Entre el 1996 y el 2005, economistas y líderes de la industria plantearon la necesidad de articular un nuevo modelo económico que tomara en cuenta la realidad económica global y las ventajas competitivas de Puerto Rico. La clase política nuevamente no solo no hizo los cambios, sino que aumentó el gasto, los impuestos y la deuda pública para compensar por la pérdida de competitividad económica.
Entre el 2005 y el 2006, se hizo evidente que Puerto Rico se encaminaba hacia la insolvencia fiscal, y efectivamente, el gobierno tuvo que cerrar al quedarse sin dinero. En el olvido quedaron los consejos y advertencias de economistas de que era necesario introducir reformas fiscales y reactivar orgánicamente la economía para evitar el eventual colapso financiero de la isla. Nuevamente, en el contexto de un infame gobierno compartido, se creó un parche: el Impuesto de Venta y Uso de 7% (IVU) que pudo dar oxígeno artificial al gobierno, pero el nivel de gastos quedó inalterado y la economía seguía en estado de coma.

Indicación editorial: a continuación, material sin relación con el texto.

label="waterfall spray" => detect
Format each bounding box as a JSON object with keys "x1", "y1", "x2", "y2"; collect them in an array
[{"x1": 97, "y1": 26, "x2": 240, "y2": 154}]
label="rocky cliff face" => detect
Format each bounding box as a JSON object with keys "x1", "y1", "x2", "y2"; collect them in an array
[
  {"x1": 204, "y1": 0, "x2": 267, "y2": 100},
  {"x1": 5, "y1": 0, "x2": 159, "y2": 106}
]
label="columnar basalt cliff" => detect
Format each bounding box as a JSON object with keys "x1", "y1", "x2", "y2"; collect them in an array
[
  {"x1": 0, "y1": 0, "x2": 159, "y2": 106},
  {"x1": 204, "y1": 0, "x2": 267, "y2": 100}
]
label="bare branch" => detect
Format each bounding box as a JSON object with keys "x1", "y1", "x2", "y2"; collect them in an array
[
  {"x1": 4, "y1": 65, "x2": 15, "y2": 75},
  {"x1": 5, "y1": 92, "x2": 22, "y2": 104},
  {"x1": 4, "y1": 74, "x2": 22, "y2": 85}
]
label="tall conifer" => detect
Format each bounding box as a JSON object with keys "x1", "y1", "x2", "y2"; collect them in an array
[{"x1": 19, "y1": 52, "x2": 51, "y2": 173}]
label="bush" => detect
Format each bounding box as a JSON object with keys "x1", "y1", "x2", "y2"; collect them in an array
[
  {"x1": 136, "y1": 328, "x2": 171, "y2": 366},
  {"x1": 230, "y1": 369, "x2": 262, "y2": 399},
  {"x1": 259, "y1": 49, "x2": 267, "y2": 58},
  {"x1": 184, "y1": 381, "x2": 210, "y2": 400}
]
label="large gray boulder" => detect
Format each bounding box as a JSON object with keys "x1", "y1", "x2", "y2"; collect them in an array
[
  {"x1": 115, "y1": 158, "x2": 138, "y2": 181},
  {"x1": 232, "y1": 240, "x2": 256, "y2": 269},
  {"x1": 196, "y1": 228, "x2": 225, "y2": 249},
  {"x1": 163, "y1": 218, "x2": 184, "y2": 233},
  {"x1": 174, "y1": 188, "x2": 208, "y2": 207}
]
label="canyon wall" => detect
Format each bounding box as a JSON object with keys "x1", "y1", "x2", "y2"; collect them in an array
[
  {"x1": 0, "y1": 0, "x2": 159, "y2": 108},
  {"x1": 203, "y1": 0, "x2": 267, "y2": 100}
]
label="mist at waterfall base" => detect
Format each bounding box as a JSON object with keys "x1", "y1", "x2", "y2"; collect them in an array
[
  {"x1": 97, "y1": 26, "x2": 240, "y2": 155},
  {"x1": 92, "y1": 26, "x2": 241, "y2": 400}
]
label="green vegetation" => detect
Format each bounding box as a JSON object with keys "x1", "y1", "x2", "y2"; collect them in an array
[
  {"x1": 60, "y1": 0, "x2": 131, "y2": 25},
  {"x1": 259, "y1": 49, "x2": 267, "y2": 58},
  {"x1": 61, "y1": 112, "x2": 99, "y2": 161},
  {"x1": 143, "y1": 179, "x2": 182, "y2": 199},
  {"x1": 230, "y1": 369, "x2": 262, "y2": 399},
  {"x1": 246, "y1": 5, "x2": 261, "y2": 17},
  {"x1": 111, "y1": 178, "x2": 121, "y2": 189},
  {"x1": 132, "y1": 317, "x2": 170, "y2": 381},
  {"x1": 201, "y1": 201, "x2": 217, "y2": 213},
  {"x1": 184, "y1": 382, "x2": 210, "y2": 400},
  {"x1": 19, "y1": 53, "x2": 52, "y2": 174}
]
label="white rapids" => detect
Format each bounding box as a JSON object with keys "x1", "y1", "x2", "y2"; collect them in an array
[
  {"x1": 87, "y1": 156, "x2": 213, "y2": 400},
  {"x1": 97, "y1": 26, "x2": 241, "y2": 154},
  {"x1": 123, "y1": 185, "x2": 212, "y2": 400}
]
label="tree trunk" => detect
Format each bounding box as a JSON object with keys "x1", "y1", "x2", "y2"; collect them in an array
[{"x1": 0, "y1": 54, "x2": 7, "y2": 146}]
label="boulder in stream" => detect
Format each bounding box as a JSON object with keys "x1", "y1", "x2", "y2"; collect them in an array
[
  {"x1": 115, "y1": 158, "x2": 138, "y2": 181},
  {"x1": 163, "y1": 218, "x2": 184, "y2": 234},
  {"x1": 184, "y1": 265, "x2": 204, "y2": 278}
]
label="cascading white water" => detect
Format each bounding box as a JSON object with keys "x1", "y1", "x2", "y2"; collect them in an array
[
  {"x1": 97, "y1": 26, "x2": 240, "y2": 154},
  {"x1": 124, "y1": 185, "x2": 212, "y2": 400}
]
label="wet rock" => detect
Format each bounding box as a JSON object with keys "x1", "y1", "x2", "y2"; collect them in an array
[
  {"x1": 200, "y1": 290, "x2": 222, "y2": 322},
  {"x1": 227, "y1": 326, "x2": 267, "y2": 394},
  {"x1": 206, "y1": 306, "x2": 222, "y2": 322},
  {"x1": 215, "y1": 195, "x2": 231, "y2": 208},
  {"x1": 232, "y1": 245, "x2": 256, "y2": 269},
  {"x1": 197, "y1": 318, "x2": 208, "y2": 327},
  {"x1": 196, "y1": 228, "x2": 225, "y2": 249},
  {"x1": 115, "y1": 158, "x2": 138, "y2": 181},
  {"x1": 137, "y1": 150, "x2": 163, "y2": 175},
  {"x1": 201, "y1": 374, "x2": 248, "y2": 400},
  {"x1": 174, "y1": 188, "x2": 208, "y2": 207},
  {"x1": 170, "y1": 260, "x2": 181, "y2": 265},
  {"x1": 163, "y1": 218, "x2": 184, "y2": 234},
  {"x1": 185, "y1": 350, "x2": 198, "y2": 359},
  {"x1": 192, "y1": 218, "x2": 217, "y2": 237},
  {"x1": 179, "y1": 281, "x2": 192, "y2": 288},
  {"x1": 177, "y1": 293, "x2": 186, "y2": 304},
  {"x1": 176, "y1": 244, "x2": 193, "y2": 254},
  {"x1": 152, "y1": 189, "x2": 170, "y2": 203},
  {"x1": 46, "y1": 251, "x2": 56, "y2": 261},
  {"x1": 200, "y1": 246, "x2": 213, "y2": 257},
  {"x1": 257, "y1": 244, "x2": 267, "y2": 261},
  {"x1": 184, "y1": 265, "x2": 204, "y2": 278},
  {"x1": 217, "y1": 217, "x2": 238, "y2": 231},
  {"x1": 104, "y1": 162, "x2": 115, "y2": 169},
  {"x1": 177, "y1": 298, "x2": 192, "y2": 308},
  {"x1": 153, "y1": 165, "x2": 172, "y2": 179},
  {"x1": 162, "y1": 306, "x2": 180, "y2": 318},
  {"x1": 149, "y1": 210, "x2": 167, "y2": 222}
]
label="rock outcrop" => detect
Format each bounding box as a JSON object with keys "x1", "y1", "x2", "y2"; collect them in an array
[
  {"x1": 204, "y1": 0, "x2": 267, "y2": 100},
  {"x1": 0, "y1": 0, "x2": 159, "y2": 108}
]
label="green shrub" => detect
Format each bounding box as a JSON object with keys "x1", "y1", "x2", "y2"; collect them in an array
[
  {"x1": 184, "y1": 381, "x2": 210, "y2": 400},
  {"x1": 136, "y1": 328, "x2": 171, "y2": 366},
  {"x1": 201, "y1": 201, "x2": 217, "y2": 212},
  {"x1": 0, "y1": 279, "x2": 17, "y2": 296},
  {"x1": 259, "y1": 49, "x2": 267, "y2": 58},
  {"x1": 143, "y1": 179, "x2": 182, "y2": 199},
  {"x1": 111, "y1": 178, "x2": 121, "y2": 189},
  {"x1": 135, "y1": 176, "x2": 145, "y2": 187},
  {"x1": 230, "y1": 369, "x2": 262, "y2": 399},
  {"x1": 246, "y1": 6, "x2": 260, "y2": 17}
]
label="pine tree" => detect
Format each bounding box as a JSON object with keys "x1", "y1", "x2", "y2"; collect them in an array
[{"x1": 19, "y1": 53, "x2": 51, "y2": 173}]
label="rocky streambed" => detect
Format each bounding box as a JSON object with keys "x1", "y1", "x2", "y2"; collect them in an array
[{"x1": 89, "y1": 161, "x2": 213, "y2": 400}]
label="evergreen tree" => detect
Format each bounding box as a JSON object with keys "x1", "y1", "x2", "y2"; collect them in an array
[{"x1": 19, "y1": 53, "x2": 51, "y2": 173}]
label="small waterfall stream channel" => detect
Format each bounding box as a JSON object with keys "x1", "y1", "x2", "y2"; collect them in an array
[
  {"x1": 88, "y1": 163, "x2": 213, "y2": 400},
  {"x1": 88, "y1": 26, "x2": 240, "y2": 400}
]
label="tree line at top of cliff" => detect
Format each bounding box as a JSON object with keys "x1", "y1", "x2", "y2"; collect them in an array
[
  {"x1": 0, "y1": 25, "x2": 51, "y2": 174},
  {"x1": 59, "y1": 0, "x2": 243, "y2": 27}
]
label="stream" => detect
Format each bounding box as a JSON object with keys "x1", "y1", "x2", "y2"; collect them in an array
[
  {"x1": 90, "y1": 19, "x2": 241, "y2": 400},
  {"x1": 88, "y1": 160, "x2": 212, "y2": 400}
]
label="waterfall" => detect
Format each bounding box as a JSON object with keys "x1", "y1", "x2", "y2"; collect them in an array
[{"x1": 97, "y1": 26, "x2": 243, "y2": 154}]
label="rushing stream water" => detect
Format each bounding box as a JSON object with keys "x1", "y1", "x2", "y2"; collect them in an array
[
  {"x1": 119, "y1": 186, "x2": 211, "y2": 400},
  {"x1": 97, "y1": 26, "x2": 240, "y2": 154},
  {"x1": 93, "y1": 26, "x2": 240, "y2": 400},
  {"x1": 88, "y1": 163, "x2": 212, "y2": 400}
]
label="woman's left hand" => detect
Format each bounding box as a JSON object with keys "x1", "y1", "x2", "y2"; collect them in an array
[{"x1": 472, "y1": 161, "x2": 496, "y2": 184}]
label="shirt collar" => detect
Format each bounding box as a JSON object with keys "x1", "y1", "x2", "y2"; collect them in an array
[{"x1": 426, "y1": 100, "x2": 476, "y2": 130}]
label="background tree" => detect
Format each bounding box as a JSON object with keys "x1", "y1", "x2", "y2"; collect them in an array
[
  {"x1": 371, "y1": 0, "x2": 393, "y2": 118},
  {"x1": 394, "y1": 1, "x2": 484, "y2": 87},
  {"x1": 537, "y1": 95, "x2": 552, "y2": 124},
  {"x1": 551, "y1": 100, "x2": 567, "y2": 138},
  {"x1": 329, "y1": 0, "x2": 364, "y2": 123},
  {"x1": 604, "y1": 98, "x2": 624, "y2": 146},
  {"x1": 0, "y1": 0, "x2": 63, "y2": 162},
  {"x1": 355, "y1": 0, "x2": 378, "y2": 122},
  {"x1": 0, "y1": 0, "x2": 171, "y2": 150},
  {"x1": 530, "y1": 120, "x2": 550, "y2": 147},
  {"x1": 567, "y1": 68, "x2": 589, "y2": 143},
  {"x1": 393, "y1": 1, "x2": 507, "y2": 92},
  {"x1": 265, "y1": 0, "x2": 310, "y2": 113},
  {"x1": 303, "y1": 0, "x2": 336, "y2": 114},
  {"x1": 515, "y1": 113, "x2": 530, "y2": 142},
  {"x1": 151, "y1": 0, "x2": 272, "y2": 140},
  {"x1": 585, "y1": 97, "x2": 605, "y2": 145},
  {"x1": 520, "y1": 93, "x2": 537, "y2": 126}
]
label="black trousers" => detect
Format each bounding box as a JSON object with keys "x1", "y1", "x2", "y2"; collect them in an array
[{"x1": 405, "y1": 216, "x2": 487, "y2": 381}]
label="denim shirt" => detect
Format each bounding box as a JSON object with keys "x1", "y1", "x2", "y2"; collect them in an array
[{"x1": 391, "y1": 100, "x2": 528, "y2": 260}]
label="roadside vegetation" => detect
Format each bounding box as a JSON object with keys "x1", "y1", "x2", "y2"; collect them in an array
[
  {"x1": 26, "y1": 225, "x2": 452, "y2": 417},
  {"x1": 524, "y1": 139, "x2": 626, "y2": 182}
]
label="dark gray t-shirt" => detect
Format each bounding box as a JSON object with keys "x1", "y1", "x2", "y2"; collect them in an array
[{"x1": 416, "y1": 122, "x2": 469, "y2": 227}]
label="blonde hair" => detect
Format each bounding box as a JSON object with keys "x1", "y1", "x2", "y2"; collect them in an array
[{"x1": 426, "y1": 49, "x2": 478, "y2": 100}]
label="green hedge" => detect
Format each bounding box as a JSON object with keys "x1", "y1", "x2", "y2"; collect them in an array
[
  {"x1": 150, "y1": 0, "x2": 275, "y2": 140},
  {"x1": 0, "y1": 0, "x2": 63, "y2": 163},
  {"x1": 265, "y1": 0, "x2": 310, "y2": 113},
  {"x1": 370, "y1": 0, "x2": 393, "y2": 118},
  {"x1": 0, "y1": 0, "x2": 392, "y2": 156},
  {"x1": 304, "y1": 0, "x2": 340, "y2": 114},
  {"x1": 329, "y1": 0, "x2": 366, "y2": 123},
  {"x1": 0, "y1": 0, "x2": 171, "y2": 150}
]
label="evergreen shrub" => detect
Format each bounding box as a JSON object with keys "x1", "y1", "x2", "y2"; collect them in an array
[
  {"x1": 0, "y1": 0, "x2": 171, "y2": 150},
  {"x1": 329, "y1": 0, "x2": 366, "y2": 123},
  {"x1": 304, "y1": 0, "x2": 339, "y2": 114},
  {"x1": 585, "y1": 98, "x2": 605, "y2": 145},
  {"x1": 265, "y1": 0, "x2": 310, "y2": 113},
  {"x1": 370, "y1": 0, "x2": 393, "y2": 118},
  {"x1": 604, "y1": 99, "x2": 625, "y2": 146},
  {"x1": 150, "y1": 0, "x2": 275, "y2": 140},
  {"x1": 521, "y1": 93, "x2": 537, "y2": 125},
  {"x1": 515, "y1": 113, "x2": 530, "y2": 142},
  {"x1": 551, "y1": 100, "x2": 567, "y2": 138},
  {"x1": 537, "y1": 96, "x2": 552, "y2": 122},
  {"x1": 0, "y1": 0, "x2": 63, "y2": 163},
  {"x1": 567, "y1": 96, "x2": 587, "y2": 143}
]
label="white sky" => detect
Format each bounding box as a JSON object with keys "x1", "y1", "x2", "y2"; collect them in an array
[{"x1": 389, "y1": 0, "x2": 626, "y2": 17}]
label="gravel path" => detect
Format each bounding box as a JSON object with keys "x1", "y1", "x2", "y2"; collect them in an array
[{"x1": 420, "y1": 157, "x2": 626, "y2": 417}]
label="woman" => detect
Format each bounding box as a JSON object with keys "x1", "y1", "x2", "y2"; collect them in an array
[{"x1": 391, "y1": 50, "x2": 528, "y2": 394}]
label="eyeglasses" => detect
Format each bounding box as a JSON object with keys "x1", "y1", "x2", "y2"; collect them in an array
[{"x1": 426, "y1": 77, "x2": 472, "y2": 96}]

Nuevamente, economistas plantearon alternativas a los gobiernos y advirtieron que había que reducir el gasto, reformar las corporaciones públicas y reactivar el crecimiento de la economía de forma orgánica para evitar un desastre fiscal. Por miedo a perder votos, no se hizo nada y ahí Puerto Rico entró en la espiral que provocó la degradación del crédito gubernamental, el impago de la deuda y la eventual entrada de la JSF bajo la Ley Promesa.
Ante la incapacidad de la clase gubernamental criolla, el Congreso federal impuso a Puerto Rico una especie de tutor financiero, para reestructurar la deuda y sanear las finanzas públicas.
Casi una década después de la entrada en funciones de la Ley Promesa, la resistencia de la clase política a hacer los cambios estructurales ha impedido que el organismo fiscal logre enderezar por completo el rumbo económico y fiscal de Puerto Rico. En ese transcurso, me consta que varios colegas y lideres del sector privado han planteado alternativas para reformular la gestión económica y financiera del país sin éxito.
Hoy, de cara a los posibles recortes en fondos federales, percibo la misma actitud que ha habido en las pasadas décadas, un estado de comodidad o pasividad, que raya en lo irresponsable.
La clase política, no solo minimiza los retos que hay en el horizonte, sino que parece indiferente ante ellos y no parece estar dispuesto a articular una estrategia coherente para enfrentar lo que viene. Los intereses político-partidistas parecen ser más apremiantes que el bienestar del país a largo plazo.